Published online by Cambridge University Press: 05 June 2012
Introduction
William Heytesbury was born in Wiltshire, England, around 1313. By 1330 he was a fellow of Merton College, Oxford, with which he is traditionally associated. In 1371 he was Chancellor of the University (he may also have been Chancellor in 1353–54; the records are unclear), and he died in 1372. His works on logic were probably written between 1331 and 1339. The most influential, his Rules for Solving Sophismata, is usually dated 1335. Heytesbury's treatise on the compounded and divided senses of propositions, translated here, seems to have been written before his Rules.

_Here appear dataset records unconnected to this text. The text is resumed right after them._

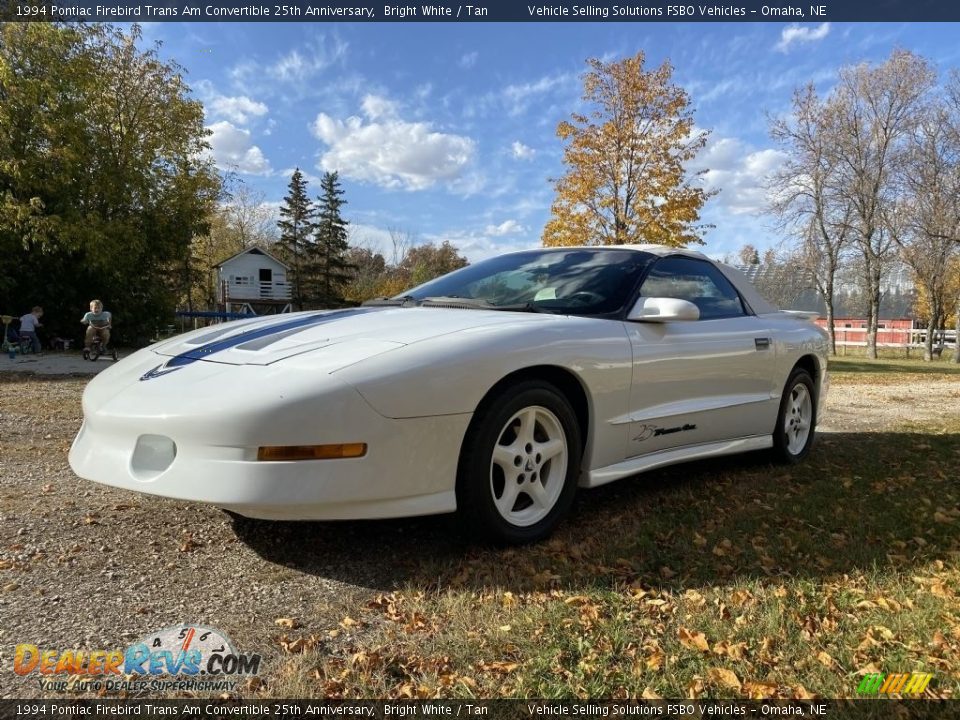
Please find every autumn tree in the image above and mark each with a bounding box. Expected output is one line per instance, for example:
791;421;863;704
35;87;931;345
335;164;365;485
309;171;354;307
913;258;960;347
188;181;277;310
400;240;468;287
737;245;760;265
948;71;960;363
276;168;314;310
829;51;935;358
543;51;712;248
887;103;960;361
770;84;855;354
745;248;810;310
220;179;277;249
0;23;219;344
341;236;469;302
343;246;388;303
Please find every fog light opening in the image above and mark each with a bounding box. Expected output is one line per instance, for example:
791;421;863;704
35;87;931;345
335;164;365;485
130;434;177;481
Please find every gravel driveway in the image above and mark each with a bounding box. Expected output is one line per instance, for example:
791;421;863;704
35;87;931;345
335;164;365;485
1;368;958;698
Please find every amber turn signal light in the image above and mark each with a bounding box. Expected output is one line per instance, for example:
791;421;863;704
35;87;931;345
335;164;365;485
257;443;367;461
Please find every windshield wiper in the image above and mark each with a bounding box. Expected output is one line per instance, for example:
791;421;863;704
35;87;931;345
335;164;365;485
362;295;417;307
491;302;553;314
419;297;553;313
419;296;495;310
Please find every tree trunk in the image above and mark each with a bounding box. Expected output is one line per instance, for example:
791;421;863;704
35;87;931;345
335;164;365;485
867;290;880;359
924;318;934;362
825;301;837;356
865;260;881;360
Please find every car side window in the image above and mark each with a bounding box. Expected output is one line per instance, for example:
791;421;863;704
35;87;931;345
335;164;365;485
638;257;747;320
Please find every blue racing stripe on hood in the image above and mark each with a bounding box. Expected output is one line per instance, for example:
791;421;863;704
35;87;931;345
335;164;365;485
164;309;378;368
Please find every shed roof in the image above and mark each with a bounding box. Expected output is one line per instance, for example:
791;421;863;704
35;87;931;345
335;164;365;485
214;246;289;270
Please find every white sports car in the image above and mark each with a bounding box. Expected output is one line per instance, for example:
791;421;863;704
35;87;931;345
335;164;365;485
70;245;829;543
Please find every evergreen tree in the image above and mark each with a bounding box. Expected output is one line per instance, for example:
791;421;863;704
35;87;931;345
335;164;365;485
310;171;354;307
276;168;314;310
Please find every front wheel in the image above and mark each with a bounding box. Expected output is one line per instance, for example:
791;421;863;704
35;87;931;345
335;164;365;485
772;368;817;463
456;381;582;545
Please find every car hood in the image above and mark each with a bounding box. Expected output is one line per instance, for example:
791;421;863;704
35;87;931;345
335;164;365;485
150;306;549;368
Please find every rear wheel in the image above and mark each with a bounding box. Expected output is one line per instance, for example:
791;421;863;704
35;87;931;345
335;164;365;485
772;368;816;463
457;382;582;545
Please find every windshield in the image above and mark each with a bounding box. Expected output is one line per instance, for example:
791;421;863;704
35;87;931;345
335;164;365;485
401;248;654;315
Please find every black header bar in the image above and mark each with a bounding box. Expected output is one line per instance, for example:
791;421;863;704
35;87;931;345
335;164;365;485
0;699;953;720
2;0;958;22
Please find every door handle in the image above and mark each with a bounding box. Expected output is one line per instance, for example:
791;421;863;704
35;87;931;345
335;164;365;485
755;337;771;350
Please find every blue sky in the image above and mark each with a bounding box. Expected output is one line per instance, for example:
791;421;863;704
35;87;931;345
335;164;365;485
141;21;960;262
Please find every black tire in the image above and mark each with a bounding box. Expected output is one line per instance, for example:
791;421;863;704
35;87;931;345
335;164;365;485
456;380;582;545
82;349;90;361
772;367;817;464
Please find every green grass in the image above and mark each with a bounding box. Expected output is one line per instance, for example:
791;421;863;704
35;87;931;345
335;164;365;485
260;387;960;700
829;355;960;376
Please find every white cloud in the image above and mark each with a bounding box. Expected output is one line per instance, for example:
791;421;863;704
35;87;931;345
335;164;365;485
776;23;831;53
209;95;268;125
230;34;348;88
206;121;272;176
502;72;576;116
424;229;538;263
311;96;475;191
347;223;396;258
195;80;269;125
347;222;536;265
485;220;526;236
271;35;348;81
459;51;479;69
415;83;433;101
511;141;536;160
360;94;399;120
691;135;787;215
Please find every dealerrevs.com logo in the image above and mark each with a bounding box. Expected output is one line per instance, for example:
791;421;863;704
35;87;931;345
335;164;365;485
14;625;261;693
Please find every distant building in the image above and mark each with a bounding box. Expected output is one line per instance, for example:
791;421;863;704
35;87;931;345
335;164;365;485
735;260;921;345
735;261;917;320
215;247;292;316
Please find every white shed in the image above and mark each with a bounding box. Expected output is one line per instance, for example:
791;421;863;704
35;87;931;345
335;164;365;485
215;247;292;315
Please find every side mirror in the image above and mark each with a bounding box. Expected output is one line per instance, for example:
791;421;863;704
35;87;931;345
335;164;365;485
627;297;700;322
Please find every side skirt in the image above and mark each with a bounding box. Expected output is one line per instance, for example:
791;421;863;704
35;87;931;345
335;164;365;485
581;435;773;488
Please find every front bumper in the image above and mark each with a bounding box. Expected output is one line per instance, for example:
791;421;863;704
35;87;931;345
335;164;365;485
68;352;471;520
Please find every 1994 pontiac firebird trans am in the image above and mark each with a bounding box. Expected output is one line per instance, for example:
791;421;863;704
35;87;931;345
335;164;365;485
70;245;829;543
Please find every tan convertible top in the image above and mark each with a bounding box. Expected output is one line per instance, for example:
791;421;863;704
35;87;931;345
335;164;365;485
519;244;782;313
619;244;780;313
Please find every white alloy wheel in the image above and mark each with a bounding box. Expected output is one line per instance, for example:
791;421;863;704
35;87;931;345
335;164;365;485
785;382;812;455
773;367;817;464
489;405;568;527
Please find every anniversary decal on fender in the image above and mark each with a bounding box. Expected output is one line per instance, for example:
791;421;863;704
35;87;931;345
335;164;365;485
632;423;697;442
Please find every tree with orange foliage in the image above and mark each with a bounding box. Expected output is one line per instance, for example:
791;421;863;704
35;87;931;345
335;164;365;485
543;51;712;248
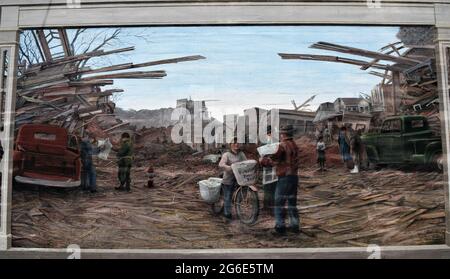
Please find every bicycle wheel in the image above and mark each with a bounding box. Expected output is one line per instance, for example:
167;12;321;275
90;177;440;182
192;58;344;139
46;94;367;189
235;186;259;225
211;187;224;215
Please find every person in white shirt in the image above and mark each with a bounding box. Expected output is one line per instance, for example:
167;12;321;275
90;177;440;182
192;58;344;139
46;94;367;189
218;137;247;221
316;135;326;171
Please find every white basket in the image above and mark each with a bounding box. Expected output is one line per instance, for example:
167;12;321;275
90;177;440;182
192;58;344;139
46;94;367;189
198;177;222;203
203;154;221;163
231;160;257;186
257;143;280;157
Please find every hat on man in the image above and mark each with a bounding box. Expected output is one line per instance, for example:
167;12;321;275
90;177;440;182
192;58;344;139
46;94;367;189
280;125;294;137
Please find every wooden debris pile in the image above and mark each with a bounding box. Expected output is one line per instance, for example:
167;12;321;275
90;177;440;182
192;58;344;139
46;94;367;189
279;39;441;133
16;29;205;139
11;142;446;249
294;167;445;246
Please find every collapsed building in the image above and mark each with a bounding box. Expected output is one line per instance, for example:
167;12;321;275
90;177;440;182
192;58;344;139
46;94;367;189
279;27;440;135
14;28;205;146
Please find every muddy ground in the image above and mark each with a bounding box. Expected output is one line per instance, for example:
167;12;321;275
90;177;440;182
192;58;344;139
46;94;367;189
11;137;446;249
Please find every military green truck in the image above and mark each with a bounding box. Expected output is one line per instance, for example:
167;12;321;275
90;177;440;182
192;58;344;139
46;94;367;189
361;115;443;171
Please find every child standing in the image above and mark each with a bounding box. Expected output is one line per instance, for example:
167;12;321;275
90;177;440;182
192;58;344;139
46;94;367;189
317;136;326;171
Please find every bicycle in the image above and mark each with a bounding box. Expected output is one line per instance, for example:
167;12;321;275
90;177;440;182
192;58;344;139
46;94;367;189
211;160;260;225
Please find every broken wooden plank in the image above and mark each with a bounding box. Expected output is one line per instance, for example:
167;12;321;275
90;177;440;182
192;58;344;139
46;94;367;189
82;70;167;80
103;122;130;132
416;211;445;220
71;55;205;76
311;41;421;65
348;195;391;208
278;53;402;71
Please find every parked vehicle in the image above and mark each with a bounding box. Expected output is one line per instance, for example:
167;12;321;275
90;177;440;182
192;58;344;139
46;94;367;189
13;124;81;187
361;115;443;171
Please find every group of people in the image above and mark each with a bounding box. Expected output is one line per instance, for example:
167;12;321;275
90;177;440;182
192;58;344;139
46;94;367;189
218;125;301;235
216;123;367;234
315;125;365;173
80;132;134;193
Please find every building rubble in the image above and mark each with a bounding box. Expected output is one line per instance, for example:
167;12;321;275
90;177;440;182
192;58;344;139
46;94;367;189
15;29;205;146
11;135;445;248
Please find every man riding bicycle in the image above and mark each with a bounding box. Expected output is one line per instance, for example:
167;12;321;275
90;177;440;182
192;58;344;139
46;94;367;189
218;137;247;222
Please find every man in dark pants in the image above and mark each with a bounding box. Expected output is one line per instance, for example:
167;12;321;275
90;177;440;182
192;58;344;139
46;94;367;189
115;132;133;192
80;133;101;193
262;125;300;235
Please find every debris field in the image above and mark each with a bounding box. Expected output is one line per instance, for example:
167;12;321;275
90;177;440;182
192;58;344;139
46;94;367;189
11;136;445;249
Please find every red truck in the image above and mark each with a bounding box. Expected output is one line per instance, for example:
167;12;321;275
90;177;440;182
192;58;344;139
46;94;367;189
13;124;81;187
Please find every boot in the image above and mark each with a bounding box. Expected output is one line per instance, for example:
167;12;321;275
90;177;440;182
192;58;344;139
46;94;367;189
115;182;125;191
147;179;154;188
125;180;131;192
350;165;359;174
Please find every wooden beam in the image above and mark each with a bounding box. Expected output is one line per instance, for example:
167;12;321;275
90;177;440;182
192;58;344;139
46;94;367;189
57;28;73;57
40;47;135;69
278;53;401;71
103;122;129;132
68;55;206;76
369;70;392;81
82;70;167;80
311;41;422;65
35;30;53;62
361;42;405;70
31;30;46;63
133;55;206;68
392;71;401;115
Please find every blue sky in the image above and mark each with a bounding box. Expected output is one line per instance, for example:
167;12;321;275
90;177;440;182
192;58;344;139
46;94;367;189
85;26;400;119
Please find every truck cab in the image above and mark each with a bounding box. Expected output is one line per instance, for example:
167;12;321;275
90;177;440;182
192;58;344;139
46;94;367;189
361;115;442;170
13;124;81;187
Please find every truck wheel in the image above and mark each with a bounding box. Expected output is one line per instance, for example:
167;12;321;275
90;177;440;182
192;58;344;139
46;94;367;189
431;151;443;172
367;161;377;170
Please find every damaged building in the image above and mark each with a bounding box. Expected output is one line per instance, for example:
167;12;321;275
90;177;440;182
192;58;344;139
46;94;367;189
280;28;441;136
14;29;205;145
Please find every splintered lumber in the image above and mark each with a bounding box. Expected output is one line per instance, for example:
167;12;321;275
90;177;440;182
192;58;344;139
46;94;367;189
82;70;167;80
369;71;392;80
72;55;206;76
361;42;405;70
133;55;206;68
78;110;104;118
334;228;393;242
36;30;53;62
68;63;134;76
310;41;421;65
416;212;445;220
40;47;135;69
103;122;130;132
18;80;113;96
86;89;124;98
278;53;400;71
69;80;114;87
16;29;206;147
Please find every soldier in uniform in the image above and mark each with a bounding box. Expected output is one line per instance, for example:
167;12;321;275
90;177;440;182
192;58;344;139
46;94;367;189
115;132;134;192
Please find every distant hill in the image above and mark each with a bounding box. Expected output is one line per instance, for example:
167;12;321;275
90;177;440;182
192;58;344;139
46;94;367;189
115;107;176;129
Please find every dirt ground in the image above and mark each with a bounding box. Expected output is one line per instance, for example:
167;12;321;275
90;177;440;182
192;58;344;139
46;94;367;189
11;138;446;249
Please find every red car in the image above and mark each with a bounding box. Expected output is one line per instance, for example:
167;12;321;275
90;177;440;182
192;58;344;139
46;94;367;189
13;124;81;187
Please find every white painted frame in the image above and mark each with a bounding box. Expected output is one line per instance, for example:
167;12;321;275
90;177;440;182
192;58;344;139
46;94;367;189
0;0;449;257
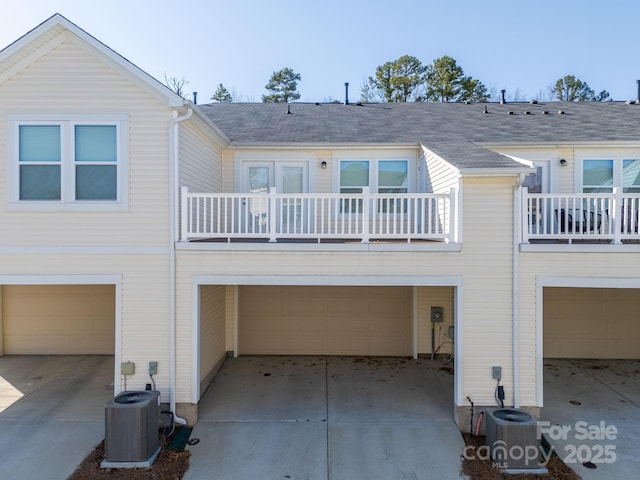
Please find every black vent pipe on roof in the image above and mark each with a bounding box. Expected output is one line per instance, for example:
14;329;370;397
344;82;350;105
636;80;640;103
193;92;198;105
500;89;506;104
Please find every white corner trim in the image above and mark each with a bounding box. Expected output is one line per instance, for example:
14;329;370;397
191;282;200;402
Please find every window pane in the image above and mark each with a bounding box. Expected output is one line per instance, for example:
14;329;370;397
76;165;117;200
378;160;408;187
583;159;613;187
623;159;640;190
20;165;61;200
75;125;117;162
523;166;543;193
19;125;60;162
340;161;369;187
249;166;269;193
282;167;303;194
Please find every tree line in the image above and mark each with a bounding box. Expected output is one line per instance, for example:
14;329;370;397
166;55;612;104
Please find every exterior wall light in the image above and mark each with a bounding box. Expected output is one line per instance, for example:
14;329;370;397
560;159;567;166
321;160;327;169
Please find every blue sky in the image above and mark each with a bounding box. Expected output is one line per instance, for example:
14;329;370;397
2;0;639;103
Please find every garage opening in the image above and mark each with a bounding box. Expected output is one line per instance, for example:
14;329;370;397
239;286;413;356
543;287;640;359
196;283;457;404
1;285;115;355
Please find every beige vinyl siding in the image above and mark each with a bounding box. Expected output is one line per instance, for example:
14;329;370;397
225;286;236;352
2;285;114;354
199;286;226;394
544;287;640;359
557;148;574;192
238;286;412;356
422;147;459;193
221;149;235;192
459;177;516;406
0;38;172;247
316;151;332;193
416;287;454;355
179;119;225;193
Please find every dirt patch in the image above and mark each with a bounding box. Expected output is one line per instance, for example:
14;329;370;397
68;428;190;480
461;434;580;480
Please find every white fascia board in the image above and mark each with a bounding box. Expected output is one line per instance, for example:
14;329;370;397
482;141;640;149
230;142;420;150
501;154;536;168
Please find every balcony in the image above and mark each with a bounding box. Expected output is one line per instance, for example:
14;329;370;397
180;187;456;244
522;190;640;244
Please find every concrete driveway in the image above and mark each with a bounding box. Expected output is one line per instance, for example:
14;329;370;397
542;359;640;480
0;355;113;480
185;356;466;480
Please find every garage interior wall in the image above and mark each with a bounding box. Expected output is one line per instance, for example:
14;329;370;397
238;285;413;356
416;286;454;356
199;285;227;395
544;287;640;359
2;285;115;355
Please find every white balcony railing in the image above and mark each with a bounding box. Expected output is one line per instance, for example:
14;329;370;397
181;187;456;243
522;189;640;244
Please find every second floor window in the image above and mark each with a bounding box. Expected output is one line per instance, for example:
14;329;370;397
339;159;409;194
582;158;640;193
339;158;409;214
11;117;126;207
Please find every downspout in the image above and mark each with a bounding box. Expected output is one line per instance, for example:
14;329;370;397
512;174;525;409
169;107;192;424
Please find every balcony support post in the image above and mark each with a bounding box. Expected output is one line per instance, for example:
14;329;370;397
612;188;622;245
269;187;278;243
361;187;370;243
180;186;189;242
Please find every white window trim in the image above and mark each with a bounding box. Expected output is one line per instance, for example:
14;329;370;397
333;153;416;194
576;149;640;193
7;114;129;211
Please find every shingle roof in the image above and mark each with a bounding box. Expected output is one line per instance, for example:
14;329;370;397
199;101;640;170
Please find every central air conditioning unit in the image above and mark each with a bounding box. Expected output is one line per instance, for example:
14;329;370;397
485;408;540;470
103;391;160;466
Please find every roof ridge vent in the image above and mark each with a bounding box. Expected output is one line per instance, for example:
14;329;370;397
557;110;565;115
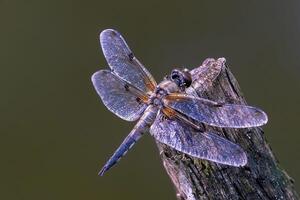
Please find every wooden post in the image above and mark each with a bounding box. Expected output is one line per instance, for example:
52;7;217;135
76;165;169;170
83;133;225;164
156;58;299;200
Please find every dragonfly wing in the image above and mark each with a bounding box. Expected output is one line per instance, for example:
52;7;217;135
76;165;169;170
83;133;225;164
100;29;157;92
164;93;268;128
150;113;247;166
91;70;147;121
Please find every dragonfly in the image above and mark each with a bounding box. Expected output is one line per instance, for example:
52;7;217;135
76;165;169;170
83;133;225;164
91;29;268;176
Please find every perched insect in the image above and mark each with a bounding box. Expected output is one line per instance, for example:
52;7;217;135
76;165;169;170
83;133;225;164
91;29;268;176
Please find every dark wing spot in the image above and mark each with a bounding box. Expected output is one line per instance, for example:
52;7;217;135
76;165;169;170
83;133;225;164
111;30;118;36
128;53;134;61
136;97;141;104
213;103;224;107
124;84;130;91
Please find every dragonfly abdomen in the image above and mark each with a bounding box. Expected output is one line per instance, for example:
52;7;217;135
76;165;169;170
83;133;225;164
98;106;157;176
98;133;139;176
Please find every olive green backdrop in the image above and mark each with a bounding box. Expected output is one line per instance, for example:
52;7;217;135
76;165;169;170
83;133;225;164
1;0;299;199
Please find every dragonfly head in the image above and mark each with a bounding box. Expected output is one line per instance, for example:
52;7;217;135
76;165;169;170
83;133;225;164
170;68;192;89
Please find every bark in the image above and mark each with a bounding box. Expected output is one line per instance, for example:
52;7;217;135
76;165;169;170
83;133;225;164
156;58;299;200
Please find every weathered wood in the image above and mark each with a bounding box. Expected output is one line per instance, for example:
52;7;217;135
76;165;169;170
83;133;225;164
156;58;299;200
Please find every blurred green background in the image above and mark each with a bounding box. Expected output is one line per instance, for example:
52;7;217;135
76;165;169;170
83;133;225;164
1;0;299;199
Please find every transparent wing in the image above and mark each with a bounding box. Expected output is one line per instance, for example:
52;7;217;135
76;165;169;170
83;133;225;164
163;93;268;128
150;113;247;167
100;29;157;93
91;70;148;121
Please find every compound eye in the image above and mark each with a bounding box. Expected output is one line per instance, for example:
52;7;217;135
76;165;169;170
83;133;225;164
171;73;179;80
171;69;180;80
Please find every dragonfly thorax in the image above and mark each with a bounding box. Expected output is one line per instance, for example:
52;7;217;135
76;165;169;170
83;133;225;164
149;78;182;107
149;87;167;107
156;79;180;94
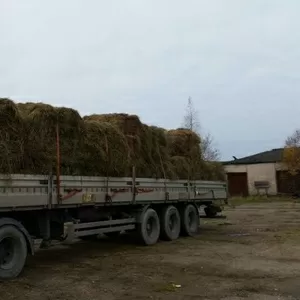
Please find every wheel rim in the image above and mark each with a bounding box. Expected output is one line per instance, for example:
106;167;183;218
188;210;197;231
146;216;156;237
0;237;16;270
146;217;153;235
169;213;177;232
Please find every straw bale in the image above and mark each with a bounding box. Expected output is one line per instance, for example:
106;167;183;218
169;156;190;179
142;126;170;178
166;129;204;180
85;114;154;177
167;128;201;157
17;102;84;174
0;98;24;173
80;120;130;176
85;114;142;135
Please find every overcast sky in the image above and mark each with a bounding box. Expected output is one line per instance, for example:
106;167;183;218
1;0;299;160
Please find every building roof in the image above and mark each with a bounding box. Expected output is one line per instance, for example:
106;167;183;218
223;148;284;165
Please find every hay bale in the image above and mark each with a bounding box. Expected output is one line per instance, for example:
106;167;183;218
18;102;57;123
18;102;82;132
84;113;142;135
85;114;143;174
170;156;190;179
17;102;56;173
0;98;22;123
167;129;201;157
55;107;84;175
17;102;84;174
0;98;24;173
140;126;171;178
166;129;203;180
81;120;130;176
85;114;154;177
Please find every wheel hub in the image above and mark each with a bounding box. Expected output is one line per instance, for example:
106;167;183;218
146;218;153;235
146;216;157;237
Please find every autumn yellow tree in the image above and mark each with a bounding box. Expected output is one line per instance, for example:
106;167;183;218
283;129;300;175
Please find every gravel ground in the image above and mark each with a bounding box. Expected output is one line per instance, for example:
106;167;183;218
1;201;300;300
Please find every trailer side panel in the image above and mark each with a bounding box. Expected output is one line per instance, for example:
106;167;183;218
0;174;227;210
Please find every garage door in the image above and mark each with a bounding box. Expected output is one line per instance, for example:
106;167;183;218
227;172;248;197
276;171;300;194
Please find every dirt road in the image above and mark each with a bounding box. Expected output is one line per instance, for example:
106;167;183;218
1;201;300;300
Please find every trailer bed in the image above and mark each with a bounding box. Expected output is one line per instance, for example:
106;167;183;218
0;174;227;210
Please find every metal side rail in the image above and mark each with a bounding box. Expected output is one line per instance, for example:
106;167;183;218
64;218;136;240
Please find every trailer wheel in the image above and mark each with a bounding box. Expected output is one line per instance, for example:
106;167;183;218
138;208;160;245
180;204;199;236
0;225;28;280
160;206;181;241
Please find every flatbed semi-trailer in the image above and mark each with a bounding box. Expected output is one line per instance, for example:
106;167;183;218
0;174;227;280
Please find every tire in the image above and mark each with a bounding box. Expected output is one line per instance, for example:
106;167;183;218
160;206;181;241
0;225;28;280
180;204;199;236
137;208;160;245
204;207;217;218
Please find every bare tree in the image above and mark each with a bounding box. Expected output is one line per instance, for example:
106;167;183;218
202;133;221;161
182;97;201;132
286;129;300;147
182;97;220;161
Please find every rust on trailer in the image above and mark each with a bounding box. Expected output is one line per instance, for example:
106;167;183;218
62;189;83;201
136;188;155;194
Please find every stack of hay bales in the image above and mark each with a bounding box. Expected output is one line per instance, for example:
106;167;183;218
0;98;224;180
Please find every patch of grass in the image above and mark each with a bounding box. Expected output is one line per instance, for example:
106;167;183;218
218;221;233;226
153;283;180;293
274;228;300;240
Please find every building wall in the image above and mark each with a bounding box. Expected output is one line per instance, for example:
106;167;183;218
224;163;284;195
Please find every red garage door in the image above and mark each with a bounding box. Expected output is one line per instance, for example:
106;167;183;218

This treatise, De sensu composito et diviso, gets its historical importance not only from the apparent fact that it represents the first attempt to provide a systematic treatment of the various modes in which the distinction between the compounded and divided senses had been recognized by Heytesbury's predecessors, but also from the undoubted fact that it became the sourcebook for much of the subsequent literature on these topics, attracting both imitators and commentators. If the treatise is original in its comprehensiveness, it seems derivative in most other respects; but that hardly counts as a flaw in an attempt to organize scattered, disparately treated material. There are plenty of genuine flaws in the treatise, however, as the attentive reader may discover. But whatever its short-comings, it is and in many respects deserves to be the principal text of a very interesting and suggestive branch of late medieval linguistic analysis.